Wednesday, November 21, 2012

Max Weber’s Enchantment


In a review of Max Weber’s Collected Methodological Writings in the TLS (“The English Weber," 9/28/12. W.C. Runciman makes the following statement about the brilliant German sociologist and author of The Protestant Ethic and the Spirit of Capitalism, “to Weber, a physicist and a philologist are engaged in the same common enterprise…He would be totally dismissive of C.P. Snow’s ignorant and prejudiced version of ‘two cultures.’ The contrast that he draws is between wissenschaftlich work (Arbeit), which is harnessed…to the cause of progress (Fortschritt) and artistic (Kunstlich) achievement which is timeless.”  Besides writing about the relation between religion and economics, Weber was also interested in the concept of “disenchantment,” whereby both science and humanities had to bear the weight of scientism on their shoulders. While C.P. Snow inveighed against the separations of the two cultures, Runciman’s understanding makes it clear that both were overshadowed by the dominance of materialistic thinking. Despite the advent of sociometrics, concerns with the broader issues were what has continued to make Weber a cynosure in the field of sociology and thinking in general. Weber coined the term “routinization of charisma” to describe the difference between a sect and a church.
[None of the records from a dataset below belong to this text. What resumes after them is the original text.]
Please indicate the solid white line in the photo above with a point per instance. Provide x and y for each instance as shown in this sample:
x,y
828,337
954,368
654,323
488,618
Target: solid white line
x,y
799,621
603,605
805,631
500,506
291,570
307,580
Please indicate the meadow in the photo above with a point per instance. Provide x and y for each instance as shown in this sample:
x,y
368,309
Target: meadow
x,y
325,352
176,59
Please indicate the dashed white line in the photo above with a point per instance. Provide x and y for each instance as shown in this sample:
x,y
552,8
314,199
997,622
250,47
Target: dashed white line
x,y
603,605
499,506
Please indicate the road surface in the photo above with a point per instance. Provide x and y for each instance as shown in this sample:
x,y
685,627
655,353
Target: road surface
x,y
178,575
He inspired a larger movement in sociology championed also by Ferdinand Tonnies in Community and Society and George Simmel in such works as  The Metropolis and Mental Life and The Philosophy of Money-- early giants who didn’t depend on statistics to make their points and who weren’t afraid to take on larger and sometimes unverifiable issues of cosmopolitanism, human character, isolation and ultimately the ways in which individuals create meaning.